Rumble Fish (1983)  Directed by Francis Ford Coppola
Matt Dillon as Rusty James and Mickey Rourke as The Motorcycle Boy.

Motorcycle Boy: California… California’s like, uh… yeah… California’s like a beautiful, wild… beautiful, wild girl on heroin, who’s high as a kite, thinkin’ she’s on top of the world, not knowing she’s dying even if you show her the marks.

6 Responses to “Rumble Fish (1983) – Happy Belated 60th Birthday Mickey Rourke”

  1. Just last month the stellar Region 2 DVD and blu-ray company MASTERS OF CINEMA released a buffo blu-ray set of this film that for fans is wholly essential. I do like the film, and have taught Hinton’s novel of it to high schoolers years back. It is often underestimated, as it’s one of Coppola’s most impressive post APOCALYPSE works.

  2. I really need to get a region free blu-ray player, don’t I?

    I think a lot of Coppola’s post Apocalypse work deserves re-appraisal. Not all of it is genius, but I think a lot of it might be underrated.

  3. I remember Coppola referring to it as Camus for Kids. I thought it was a terrific piece of film making and it memorably showcased the then emerging wave of young Hollywood talent.

  4. I wasn’t all that taken by this when I watched it recently, partly because I found Coppola’s direction a little too art-damaged to work with the story. ONE FROM THE HEART, on the other hand, holds up nicely, since the artsy glitz he aims for is meant to be counterpoint to the unremarkable lives of the protagonists.
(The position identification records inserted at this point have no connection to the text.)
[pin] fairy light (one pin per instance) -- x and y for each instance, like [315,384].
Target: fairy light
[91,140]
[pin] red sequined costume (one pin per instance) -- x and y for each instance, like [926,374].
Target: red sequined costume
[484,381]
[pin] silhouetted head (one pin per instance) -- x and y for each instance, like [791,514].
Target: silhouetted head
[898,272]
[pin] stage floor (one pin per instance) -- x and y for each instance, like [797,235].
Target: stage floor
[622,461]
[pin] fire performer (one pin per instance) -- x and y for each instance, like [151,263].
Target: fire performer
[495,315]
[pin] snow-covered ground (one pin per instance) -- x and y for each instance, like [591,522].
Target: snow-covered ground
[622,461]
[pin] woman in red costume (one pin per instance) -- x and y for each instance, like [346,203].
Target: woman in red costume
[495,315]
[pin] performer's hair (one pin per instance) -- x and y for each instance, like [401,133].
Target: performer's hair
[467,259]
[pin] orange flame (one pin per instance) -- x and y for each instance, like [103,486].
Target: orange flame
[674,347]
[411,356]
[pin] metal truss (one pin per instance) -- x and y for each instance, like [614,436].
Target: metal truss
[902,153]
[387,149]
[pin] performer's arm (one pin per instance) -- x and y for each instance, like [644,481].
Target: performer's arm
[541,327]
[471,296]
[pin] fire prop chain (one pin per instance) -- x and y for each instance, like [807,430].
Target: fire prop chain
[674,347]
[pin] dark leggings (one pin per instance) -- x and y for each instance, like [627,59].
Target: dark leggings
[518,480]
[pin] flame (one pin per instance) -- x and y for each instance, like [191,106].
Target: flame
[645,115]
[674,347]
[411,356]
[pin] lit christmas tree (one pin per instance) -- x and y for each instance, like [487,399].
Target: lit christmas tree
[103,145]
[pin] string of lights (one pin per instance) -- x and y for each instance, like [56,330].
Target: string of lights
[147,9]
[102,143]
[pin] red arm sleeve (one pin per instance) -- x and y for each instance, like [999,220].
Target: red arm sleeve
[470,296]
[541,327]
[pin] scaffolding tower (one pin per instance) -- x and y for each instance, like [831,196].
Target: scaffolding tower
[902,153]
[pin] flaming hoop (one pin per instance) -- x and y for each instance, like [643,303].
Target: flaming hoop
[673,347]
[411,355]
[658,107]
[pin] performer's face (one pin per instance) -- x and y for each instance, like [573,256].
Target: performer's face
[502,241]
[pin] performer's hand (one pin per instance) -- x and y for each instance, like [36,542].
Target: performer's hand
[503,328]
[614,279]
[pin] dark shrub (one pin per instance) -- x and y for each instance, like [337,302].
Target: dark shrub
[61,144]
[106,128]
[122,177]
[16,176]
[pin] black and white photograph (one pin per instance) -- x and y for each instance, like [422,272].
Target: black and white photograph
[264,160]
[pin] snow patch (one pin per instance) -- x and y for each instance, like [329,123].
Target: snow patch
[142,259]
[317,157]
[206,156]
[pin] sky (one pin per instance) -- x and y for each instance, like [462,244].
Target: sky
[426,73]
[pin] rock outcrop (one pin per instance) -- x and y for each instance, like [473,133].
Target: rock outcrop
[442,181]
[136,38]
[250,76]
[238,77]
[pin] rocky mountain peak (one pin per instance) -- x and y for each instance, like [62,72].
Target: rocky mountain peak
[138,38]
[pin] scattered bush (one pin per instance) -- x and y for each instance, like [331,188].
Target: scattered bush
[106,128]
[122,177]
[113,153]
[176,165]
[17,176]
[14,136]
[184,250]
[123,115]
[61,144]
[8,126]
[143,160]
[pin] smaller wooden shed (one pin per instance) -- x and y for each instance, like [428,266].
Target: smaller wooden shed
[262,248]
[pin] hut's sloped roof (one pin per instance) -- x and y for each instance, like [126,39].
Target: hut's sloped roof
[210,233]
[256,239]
Also, the music’s better.

    And speaking of post-Apocalypse Now Coppola, PEGGY SUE GOT MARRIED holds up pretty nicely too, as does TUCKER.

  5. PEGGY SUE GOT MARRIED is my favorite post-Apocalypse Coppola of them all.

  6. PSGM was a recent Movie Quote of the Day and I have to say how surprised I was at how much I liked it. I’d always sort of dismissed it because it was “popular” which is pretty stupid I know.

    What was interesting though is that when I first saw it, I was the age of the young characters in the film. When I saw it again this time, I was on the verge of my own 25th high school anniversary. There’s no way I fully appreciated what the movie was doing when I was my younger self, but I totally get it now. The nostalgia and the desire to go back and do things differently.